The creative can express complex ideas easily across different media — speaking, writing, visual. They're obsessive about detail. And they care about how something feels, not just how it looks. Because they know people engage with emotion.

But they often identify emotionally with their own ideas, too, and don’t like to abandon them. They hate compromise, and can be difficult to work with. Sometimes they make the perfect the enemy of the good. And they are quick to throw out the old ways… even if those old ways had been delivering results.

The do-er

call
Photo by bruce mars / Unsplash

The do-er is the closer. They know that impact means achieving your Ultimate Goal. They care about making change happen.

They have a bias towards action. They say “screw it, let’s do it.” Or “How can I help?”

The do-er recognises compromises are inevitable, and can motivate a team to accept them and move forward. They take responsibility when things go wrong, and capture lessons for next time.

They prioritise ruthlessly, because they know that when everything’s important, nothing is. And they know when it’s time to stop talking and take a decision.

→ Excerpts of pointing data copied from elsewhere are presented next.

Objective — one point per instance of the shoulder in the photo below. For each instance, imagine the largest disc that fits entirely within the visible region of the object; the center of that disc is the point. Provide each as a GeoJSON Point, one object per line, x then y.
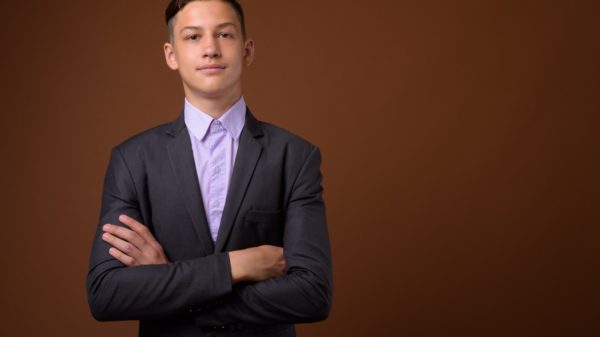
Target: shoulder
{"type": "Point", "coordinates": [150, 138]}
{"type": "Point", "coordinates": [277, 136]}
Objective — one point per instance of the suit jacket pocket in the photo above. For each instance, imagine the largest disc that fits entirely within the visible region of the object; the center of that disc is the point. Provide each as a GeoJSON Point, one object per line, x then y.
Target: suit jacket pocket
{"type": "Point", "coordinates": [263, 228]}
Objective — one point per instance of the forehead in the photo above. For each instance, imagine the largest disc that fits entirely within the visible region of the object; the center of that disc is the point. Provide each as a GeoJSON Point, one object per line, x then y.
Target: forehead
{"type": "Point", "coordinates": [205, 14]}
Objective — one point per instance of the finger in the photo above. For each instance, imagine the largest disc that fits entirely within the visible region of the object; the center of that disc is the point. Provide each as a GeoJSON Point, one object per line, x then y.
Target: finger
{"type": "Point", "coordinates": [125, 234]}
{"type": "Point", "coordinates": [138, 227]}
{"type": "Point", "coordinates": [122, 245]}
{"type": "Point", "coordinates": [122, 257]}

But sometimes, the do-er gets distracted by their need for action. They are often willing to cut corners to get a result. They rush into doing, and this can lead to mistakes, wasted energy, and friction. If unchecked, they can make the whole campaign counterproductive.


These profiles in practice

Here are some examples of what makes these profiles distinct.

The wonk The creative The do-er
Writing a manifesto? Brings the detail Brings the passion Turns it into something that can sell
On their shelf? Gramsci WeeGee Tony (Robbins)
Favorite player on climate change? Bill McKibben Steve McCurry Greta McThunberg
First thought after leaving a meeting with a decision maker? “I hope I didn’t come across as stupid” “That guy was wearing different socks” “How could we use him?”
Idolises? Chomsky Banksy Musk(y)
Watches? Yes, Prime Minister! Kurosawa movies TED talks

OK, you get the idea.

Tensions

Let’s say your team is hard at work on a campaign. Certain profiles will be dominant in certain people at a given moment. Here's a diagram of what each profile is probably thinking about the other, leading to collisions.

How can you resolve these tensions? Maybe you don’t need to: natural tensions and differences push teams to deliver better. They rein in your worst tendencies, forcing you into necessary compromises.

But if tensions becomes toxic, then the only answer to overcome them is: professionalism. Which is hard to find, especially with volunteer teams.

Why you need all three profiles in a campaign

I couldn’t leave this first draft of a model without a Venn diagram, so here we are. This shows the mix of each profile and the types of campaign that can result.

A campaign without a creative will look and feel like everyone else's – and will probably fail like them too. Without a wonk, it will lack substance which will keep it stalled.

And without a do-er, it will generate noise but no impact.